ProvenancePurchased by John and Joséphine Bowes from the collection of the late Conde de Quinto, 1869(?), cat. no. 101, as by 'Miranda', through Benjamin Gogué, Paris, 50 francs.
Principal exhibitionsFour centuries of Spanish Painting, Bowes Museum, Barnard Castle,1967, cat. no. 61.
Principal publicationsYoung, E., Catalogue of Spanish and Italian Paintings, The Bowes Museum, Barnard Castle, 1970, p. 30, pl. 7; Pérez Sánchez, A. E., Archivo Español de Arte, vol. 43, 1970, p. 358; Pérez Sánchez, A. E., 'Un lienzo de Arredondo para el Prado', Boletín del Museo del Prado, vol. 1, no. 1, 1980, pp. 17-22, pl. 6; Young, E., Catalogue of Spanish Paintings, Middlesbrough, 1988, pp. 38-40.
Notes

This painting has been tentatively attributed to Isidoro Arredondo by Alfonso E. Pérez Sánchez, from the Prado, on the grounds of its resemblance to a drawing The Ecstasy of Saint Teresa by Arrendondo (private collection, Madrid). Pérez Sánchez also ventured the name of José Ximénez Donoso.

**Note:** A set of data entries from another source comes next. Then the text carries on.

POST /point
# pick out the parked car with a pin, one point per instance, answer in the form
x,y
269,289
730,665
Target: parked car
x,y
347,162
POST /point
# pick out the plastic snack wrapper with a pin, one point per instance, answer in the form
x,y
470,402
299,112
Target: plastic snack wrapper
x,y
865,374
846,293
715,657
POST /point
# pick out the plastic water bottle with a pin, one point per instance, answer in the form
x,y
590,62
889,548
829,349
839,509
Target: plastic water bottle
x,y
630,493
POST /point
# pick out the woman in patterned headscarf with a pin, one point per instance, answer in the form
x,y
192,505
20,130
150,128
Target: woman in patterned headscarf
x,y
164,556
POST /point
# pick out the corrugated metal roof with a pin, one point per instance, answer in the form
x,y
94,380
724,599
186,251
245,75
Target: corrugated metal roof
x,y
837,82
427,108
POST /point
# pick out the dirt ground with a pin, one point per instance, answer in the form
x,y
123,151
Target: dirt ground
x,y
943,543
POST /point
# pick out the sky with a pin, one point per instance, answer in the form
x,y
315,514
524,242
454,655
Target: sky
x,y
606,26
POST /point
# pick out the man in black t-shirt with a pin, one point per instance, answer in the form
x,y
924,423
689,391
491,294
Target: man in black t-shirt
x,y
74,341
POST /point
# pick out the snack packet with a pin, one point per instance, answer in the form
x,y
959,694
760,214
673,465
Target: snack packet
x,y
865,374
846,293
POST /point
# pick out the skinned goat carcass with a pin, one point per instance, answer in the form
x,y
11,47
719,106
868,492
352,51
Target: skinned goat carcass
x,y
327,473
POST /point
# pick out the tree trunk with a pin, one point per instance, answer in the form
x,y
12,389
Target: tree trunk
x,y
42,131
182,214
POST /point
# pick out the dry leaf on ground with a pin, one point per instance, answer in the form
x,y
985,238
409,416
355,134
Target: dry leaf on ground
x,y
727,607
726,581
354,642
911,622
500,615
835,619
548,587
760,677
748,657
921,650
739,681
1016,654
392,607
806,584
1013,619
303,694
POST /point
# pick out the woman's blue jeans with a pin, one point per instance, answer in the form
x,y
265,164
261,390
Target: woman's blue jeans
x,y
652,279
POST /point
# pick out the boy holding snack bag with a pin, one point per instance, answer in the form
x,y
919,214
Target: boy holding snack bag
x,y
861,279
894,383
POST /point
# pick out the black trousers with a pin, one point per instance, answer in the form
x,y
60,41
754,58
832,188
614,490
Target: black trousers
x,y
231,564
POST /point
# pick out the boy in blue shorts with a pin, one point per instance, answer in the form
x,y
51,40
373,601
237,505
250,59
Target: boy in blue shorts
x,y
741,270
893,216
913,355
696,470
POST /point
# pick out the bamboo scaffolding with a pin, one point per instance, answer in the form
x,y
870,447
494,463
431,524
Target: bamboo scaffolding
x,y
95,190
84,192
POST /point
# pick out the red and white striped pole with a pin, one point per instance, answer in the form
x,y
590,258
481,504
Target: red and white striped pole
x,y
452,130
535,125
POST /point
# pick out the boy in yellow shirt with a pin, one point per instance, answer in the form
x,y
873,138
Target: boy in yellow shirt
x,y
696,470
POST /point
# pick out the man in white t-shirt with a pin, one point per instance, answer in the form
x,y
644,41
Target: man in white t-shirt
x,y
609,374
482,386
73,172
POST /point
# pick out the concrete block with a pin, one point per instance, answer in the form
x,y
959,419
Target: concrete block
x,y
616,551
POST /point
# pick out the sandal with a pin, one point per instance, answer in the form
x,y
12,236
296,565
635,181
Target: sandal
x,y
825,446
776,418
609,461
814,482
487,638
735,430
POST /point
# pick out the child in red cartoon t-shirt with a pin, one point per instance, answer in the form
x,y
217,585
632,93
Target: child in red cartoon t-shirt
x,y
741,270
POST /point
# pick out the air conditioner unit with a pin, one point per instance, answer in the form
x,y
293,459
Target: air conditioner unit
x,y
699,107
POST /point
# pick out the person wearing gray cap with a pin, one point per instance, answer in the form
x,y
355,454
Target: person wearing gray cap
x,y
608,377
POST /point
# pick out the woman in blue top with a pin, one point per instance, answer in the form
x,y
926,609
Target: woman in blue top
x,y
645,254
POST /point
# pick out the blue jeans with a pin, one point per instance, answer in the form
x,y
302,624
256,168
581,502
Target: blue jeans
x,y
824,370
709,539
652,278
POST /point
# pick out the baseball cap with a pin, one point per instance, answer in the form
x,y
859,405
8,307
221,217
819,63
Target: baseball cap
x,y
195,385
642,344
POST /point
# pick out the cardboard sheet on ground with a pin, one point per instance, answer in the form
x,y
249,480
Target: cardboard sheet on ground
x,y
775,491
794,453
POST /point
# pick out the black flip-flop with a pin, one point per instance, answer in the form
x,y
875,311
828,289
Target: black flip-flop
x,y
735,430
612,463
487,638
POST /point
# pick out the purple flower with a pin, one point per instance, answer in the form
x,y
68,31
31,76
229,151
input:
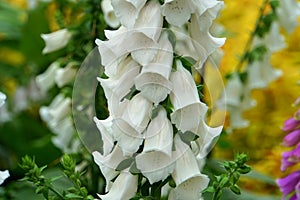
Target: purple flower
x,y
290,158
292,138
289,183
291,124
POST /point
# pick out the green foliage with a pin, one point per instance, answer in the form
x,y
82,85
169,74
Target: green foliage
x,y
229,179
45,186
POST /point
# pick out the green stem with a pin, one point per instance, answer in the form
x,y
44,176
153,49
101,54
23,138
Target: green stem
x,y
250,40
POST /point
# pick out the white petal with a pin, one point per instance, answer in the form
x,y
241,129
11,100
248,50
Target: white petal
x,y
143,49
124,187
153,87
186,163
138,113
129,140
155,165
128,10
56,40
46,80
108,164
2,99
159,134
188,117
150,20
3,175
204,43
184,88
121,83
177,12
109,15
207,136
105,128
64,76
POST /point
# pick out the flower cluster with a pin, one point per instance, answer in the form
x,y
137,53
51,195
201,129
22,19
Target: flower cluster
x,y
156,125
258,73
290,185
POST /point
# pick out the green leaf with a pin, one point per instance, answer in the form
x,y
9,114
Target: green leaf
x,y
235,189
125,164
74,196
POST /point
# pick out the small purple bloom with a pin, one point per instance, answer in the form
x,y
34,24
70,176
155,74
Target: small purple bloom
x,y
291,124
292,138
290,158
289,183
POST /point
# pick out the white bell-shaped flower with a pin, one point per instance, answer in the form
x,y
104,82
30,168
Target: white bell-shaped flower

In correspondence (1961), Enriqueta Frankfort supported Martin Soria's attribution to a follower of Claudio Coello and wrote that 'the vision of the Trinity and the flaming heart are certainly connected with St. Augustine', referring to a Vision of St Augustine by Anthony Van Dyck in Antwerp as an example.

The depiction of the architecture on the right suggests a certain proficiency in the art of quadratura, introduced in Spain between 1658 and 1662 by two Italian artists, Angelo Colonna and Agostino Mitelli, who taught Francisco Rizi and Juan Carreño de Miranda. Isidoro Arrendondo studied with Francisco Rizi until 1685.